Junior guard/forward Johnathan Ball, who missed the first two games of the season because of a quadriceps injury, responded with 18 points against Siena and 12 versus Hartford.

“In a game like today, when you have so many players sitting out, you just know you have to step up and just play,” Ball said after the Siena game.

Ball, who averages 12.0 points a game and is Dartmouth’s only double-digit scorer, has made 15 of his last 24 shots.

The injuries – as well as a tough schedule – have combined to deck Dartmouth, a team picked to finish last in the eight-team Ivy League.

Dartmouth opened with losses at UMass (98-61) and George Washington (94-49), then fell at home to Colgate (55-43) and Siena (83-69) and again on the road at Hartford (60-50).

Dartmouth coach Terry Dunn directs the Big Green. Saddled with injuries, the former Colorado assistant coach's team has gone winless in five games so far this season.

The Big Green also will play at Vermont and Army before the start of the conference campaign. It’s reminiscent of a year ago, when Dartmouth played 15 of its first 19 away from Leede Arena on the campus of the Hanover, N.H., school.
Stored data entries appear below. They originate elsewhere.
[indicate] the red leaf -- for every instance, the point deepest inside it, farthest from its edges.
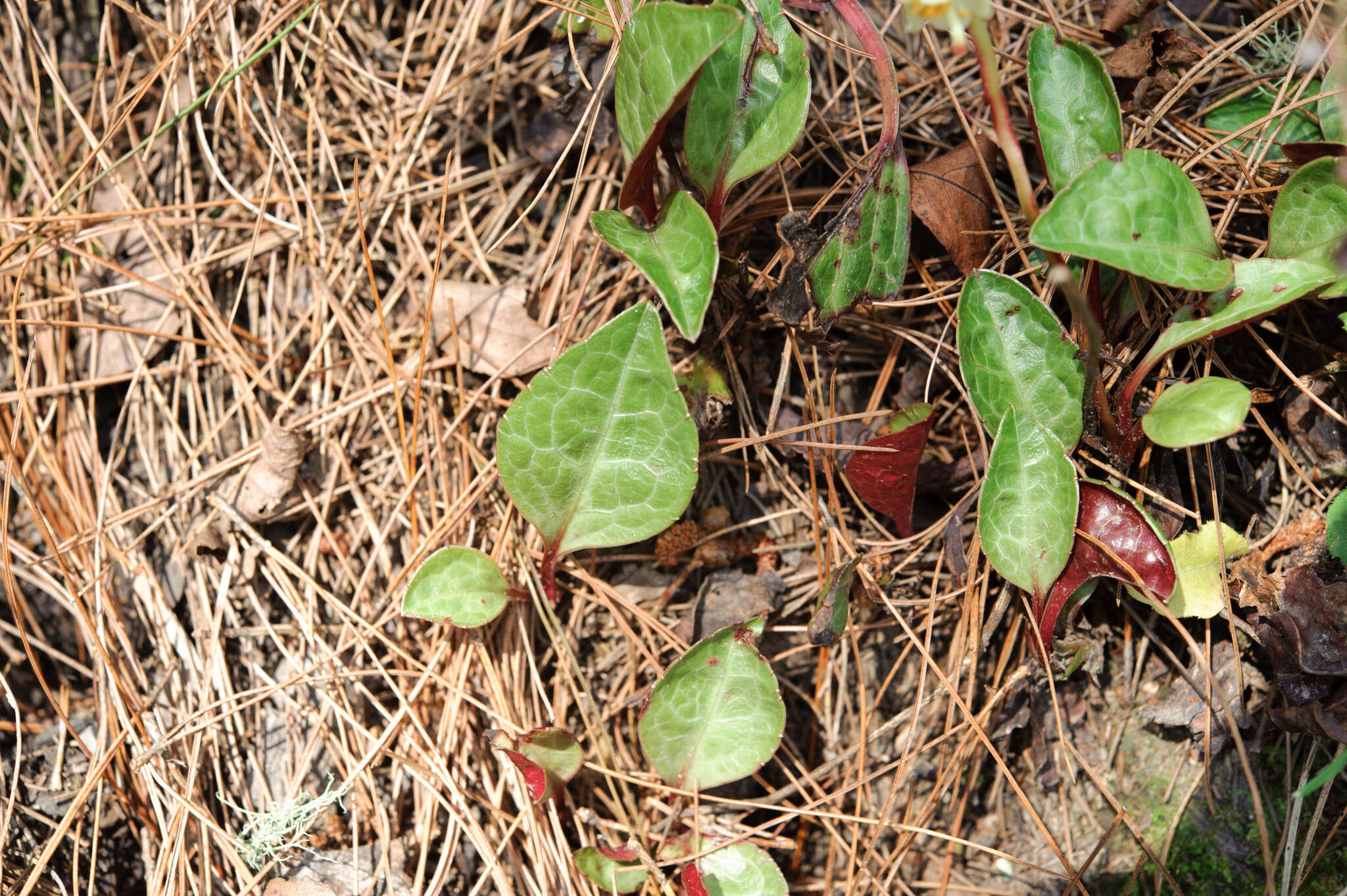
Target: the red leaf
(1115, 523)
(887, 481)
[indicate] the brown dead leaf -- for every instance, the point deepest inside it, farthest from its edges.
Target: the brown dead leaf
(272, 475)
(951, 198)
(493, 329)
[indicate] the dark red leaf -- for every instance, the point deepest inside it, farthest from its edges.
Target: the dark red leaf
(887, 481)
(1114, 521)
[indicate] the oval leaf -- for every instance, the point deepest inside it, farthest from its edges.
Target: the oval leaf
(1128, 534)
(1137, 212)
(1027, 511)
(460, 586)
(613, 871)
(679, 256)
(887, 482)
(663, 49)
(717, 713)
(1310, 220)
(1194, 413)
(1015, 353)
(1075, 106)
(748, 108)
(600, 451)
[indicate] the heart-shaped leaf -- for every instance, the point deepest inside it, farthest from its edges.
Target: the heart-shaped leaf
(679, 256)
(748, 108)
(1027, 511)
(1140, 213)
(1194, 413)
(1075, 106)
(887, 482)
(1310, 220)
(1115, 529)
(830, 613)
(717, 713)
(458, 586)
(1014, 353)
(663, 49)
(546, 757)
(600, 451)
(1261, 285)
(613, 871)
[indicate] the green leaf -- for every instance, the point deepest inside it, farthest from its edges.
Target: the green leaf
(1137, 212)
(612, 870)
(679, 256)
(1261, 285)
(662, 53)
(1310, 220)
(1027, 513)
(830, 611)
(458, 586)
(1200, 594)
(1244, 110)
(717, 713)
(1075, 106)
(748, 108)
(1194, 413)
(600, 451)
(1015, 353)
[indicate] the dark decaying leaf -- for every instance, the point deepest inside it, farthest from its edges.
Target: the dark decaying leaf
(887, 479)
(830, 613)
(1112, 519)
(951, 198)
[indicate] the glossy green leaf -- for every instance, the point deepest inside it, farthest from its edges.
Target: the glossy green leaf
(717, 713)
(1261, 285)
(600, 451)
(1015, 353)
(1027, 513)
(613, 871)
(663, 49)
(1310, 220)
(679, 256)
(830, 611)
(748, 108)
(1289, 127)
(1137, 212)
(458, 586)
(1075, 106)
(1194, 413)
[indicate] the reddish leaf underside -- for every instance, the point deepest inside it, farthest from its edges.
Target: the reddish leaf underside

“After we played very well at Boston College in our first game (80–61 loss) and beat UC Davis (66-61), we lost three or four close games,” said third-year coach Dunn, who worked as an assistant at Colorado for eight years.

“At that point, our psyche and swagger left us. I also thought the lack of experience hurt us in crucial games and situations where it very easily could have gone Dartmouth’s way.”

The Big Green finished with a 6-21 record, including an 83-65 setback at Dunn’s former school, Colorado, and a 66-60 loss at New Mexico.

“We tried to balance the home and away nonconference schedule,” Dunn said. “We’ve discontinued some previous long-term opponents like Albany and started some new ones. We’ve got UMass, Kansas and George Washington. It’s a chance to find out early on what our strengths are as a team.”

Notes

¢ Dartmouth is located in Hanover, N.H. The school, founded in 1769, has an enrollment of 4,300. Nickname is Big Green. Colors are Dartmouth Green and White. Conference affiliation is Ivy League.

¢ Penn was tapped first and Princeton second in the preseason Ivy League poll.

¢ The Big Green players are hitting 38.2 percent of their floor shots and 23.5 percent of their three-pointers; foes have made 52.6 percent of their floor shots and 38.5 percent of their threes.

¢ This is the first meeting between the schools. KU is 8-0 all-time against the Ivy League – 2-0 vs. Brown, 2-0 vs. Cornell, 2-0 vs. Princeton and 2-0 vs. Yale. The last Ivy League school KU faced was Yale last season, a KU 86-47 win on Jan. 4 in Allen Fieldhouse.

¢ Dartmouth coach Dunn is in his third season with a 17-37 record. Dunn was an assistant for eight seasons at Colorado (1996 to 2004). He worked with players such as Chauncey Billups and David Harrison in Boulder.

¢ Dartmouth’s women fell to KU, 84-51, on Dec. 18, 2004, at Allen Fieldhouse.